TITLE OF BILL: An act to require public elementary or secondary schools in cities having a population of one million or more persons to provide breakfast for students qualifying for free breakfast in the school classrooms or in a location directly adjacent to the classrooms of such schools and to allow each student at the school to eat breakfast in his or her homeroom classroom during the homeroom period

SUMMARY OF PROVISIONS:

Section One of this bill states that notwithstanding any law, rule or regulation to the contrary, every public elementary or secondary school in a city having a population of one million or more persons, shall provide breakfast for students qualifying, for free breakfast in school classrooms or in a location directly adjacent to the classrooms of such schools and allow each student at the school to eat breakfast in his or her homeroom classroom during the homeroom period regardless of whether or not the student is eligible for free breakfast.

EXISTING LAW:

New law.

JUSTIFICATION:

It is widely recognized that a healthy breakfast plays in vital role in boosting student academic performance. Indeed, since 2003. New York City has provided free breakfast to all public school students, regardless of income, generally in their school cafeterias before the school day begins. Since 2007, some City schools have offered free breakfast in the classroom during the first period instead. Nonetheless, thousands of low income New York City public school students are missing out on that free, nutritious breakfast because it is only available if they are able to arrive at school early and consume the meal in the cafeteria. According to the nonprofit Food Research and Action Center's report, "School Breakfast in America's Big Cities: School Year 2010-2011," New York City was the least effective of 23 urban school districts studied at reaching low-income students with school breakfast. Only 33.9% of those eligible for free or reduced-price lunch participated in the free breakfast program.

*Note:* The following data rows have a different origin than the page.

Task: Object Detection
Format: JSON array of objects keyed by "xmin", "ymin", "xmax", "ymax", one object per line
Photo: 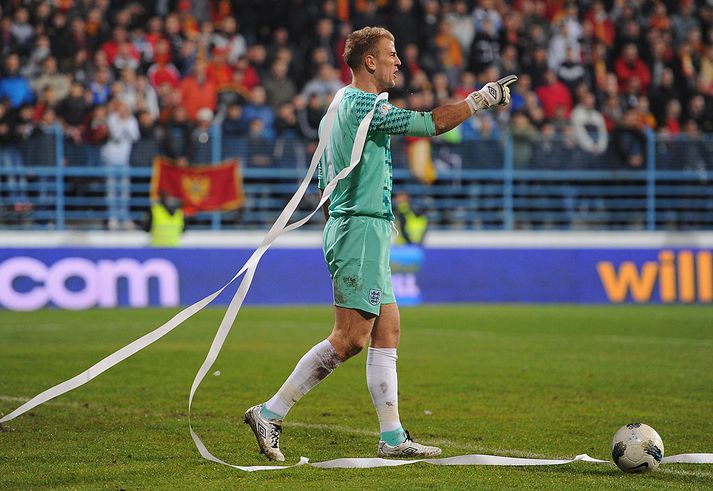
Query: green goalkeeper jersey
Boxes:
[{"xmin": 319, "ymin": 86, "xmax": 436, "ymax": 220}]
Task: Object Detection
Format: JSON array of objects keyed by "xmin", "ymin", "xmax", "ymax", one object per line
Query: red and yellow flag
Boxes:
[{"xmin": 151, "ymin": 156, "xmax": 245, "ymax": 215}]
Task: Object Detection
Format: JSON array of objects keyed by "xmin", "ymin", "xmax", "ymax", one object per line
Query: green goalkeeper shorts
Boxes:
[{"xmin": 323, "ymin": 216, "xmax": 396, "ymax": 315}]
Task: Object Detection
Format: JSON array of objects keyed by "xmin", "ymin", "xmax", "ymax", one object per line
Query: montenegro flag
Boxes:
[{"xmin": 151, "ymin": 156, "xmax": 245, "ymax": 215}]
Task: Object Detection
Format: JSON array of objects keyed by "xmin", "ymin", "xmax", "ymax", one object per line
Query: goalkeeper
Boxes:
[{"xmin": 245, "ymin": 27, "xmax": 517, "ymax": 461}]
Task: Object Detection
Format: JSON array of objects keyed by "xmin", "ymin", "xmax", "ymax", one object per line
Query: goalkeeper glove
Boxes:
[{"xmin": 465, "ymin": 75, "xmax": 517, "ymax": 114}]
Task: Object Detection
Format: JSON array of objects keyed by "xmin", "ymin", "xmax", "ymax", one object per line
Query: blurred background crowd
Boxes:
[{"xmin": 0, "ymin": 0, "xmax": 713, "ymax": 229}]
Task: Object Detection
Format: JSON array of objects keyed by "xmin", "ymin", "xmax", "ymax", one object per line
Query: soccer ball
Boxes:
[{"xmin": 612, "ymin": 423, "xmax": 663, "ymax": 472}]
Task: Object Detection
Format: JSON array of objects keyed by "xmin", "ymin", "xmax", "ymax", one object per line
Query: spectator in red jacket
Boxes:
[
  {"xmin": 537, "ymin": 70, "xmax": 572, "ymax": 119},
  {"xmin": 614, "ymin": 43, "xmax": 651, "ymax": 94},
  {"xmin": 180, "ymin": 59, "xmax": 218, "ymax": 121}
]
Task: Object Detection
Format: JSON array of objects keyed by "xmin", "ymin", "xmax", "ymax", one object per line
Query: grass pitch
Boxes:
[{"xmin": 0, "ymin": 306, "xmax": 713, "ymax": 489}]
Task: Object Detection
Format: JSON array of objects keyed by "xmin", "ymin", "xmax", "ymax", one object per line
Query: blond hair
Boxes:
[{"xmin": 344, "ymin": 27, "xmax": 394, "ymax": 71}]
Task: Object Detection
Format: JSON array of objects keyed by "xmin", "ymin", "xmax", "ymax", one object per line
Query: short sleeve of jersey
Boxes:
[{"xmin": 352, "ymin": 92, "xmax": 418, "ymax": 135}]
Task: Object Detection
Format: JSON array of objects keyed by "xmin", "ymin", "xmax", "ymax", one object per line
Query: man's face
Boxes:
[{"xmin": 370, "ymin": 38, "xmax": 401, "ymax": 92}]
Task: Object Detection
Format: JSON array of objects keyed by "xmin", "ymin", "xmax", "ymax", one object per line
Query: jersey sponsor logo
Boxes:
[{"xmin": 369, "ymin": 288, "xmax": 381, "ymax": 305}]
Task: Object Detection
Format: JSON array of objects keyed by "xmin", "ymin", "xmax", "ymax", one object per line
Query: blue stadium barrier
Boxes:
[{"xmin": 0, "ymin": 126, "xmax": 713, "ymax": 234}]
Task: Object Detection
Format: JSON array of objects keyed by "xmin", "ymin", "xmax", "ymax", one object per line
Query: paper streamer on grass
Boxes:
[
  {"xmin": 0, "ymin": 87, "xmax": 388, "ymax": 467},
  {"xmin": 0, "ymin": 88, "xmax": 713, "ymax": 472},
  {"xmin": 206, "ymin": 453, "xmax": 713, "ymax": 472}
]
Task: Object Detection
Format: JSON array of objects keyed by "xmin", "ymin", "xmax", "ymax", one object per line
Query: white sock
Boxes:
[
  {"xmin": 262, "ymin": 339, "xmax": 341, "ymax": 419},
  {"xmin": 366, "ymin": 348, "xmax": 405, "ymax": 445}
]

This Legislation would widen the reach of New York City's free breakfast program by requiring the city's public elementary and secondary schools to provide free breakfast in school classrooms or in a location directly adjacent to them so that students may eat breakfast at their desks during homeroom or first period.

Enacting such legislation would not put an undue burden on New York City's budget. According to the same Food Research and Action Center report, if 70% of those eligible for free or reduced-price lunch had participated in the free breakfast program in 2010-11, New York City would have received 550,954,409 in annual additional federal funds and 193,785 additional students would have been served breakfast each school day.

In fact, all New York City public school principals currently have the option to provide free breakfast in their classrooms. However, Mayor Michael Bloomberg has declined to mandate that schools do so on the grounds that providing free breakfast in the classroom might increase childhood obesity. Many hunger and nutrition experts discount this concern. Extending free school breakfast to classrooms is enthusiastically supported by New York City Council Speaker Christine Quinn and U.S. Agriculture Secretary Torn Vilsack among many others. The New York Times Editorial. Board made the case for the policy in its May 6, 2013 editorial, "How to Start a Good School Day." State Legislative action is necessary to ensure that New York City schoolchildren get the good start to their school day that they need and deserve

LEGISLATIVE HISTORY:

New bill.

FISCAL IMPLICATIONS:

Minimal

LOCAL FISCAL IMPLICATIONS:

Minimal

EFFECTIVE DATE:

This act shall take effect immediately.


Text

STATE OF NEW YORK ________________________________________________________________________ 4562 2013-2014 Regular Sessions IN SENATE April 10, 2013 ___________
Introduced by Sen. HOYLMAN -- read twice and ordered printed, and when printed to be committed to the Committee on Cities AN ACT to require public elementary or secondary schools in cities having a population of one million or more persons to provide break- fast for students qualifying for free breakfast in the school class- rooms or in a location directly adjacent to the classrooms of such schools and to allow each student at the school to eat breakfast in his or her homeroom classroom during the homeroom period THE PEOPLE OF THE STATE OF NEW YORK, REPRESENTED IN SENATE AND ASSEM- BLY, DO ENACT AS FOLLOWS: Section 1. Notwithstanding any law, rule or regulation to the contra- ry, every public elementary or secondary school in a city having a popu- lation of one million or more persons, shall provide breakfast for students qualifying for free breakfast in the school classrooms or in a location directly adjacent to the classrooms of such schools and shall allow each student at the school to eat breakfast in his or her homeroom classroom during the homeroom period regardless of whether or not the student is eligible for free breakfast. S 2. This act shall take effect immediately.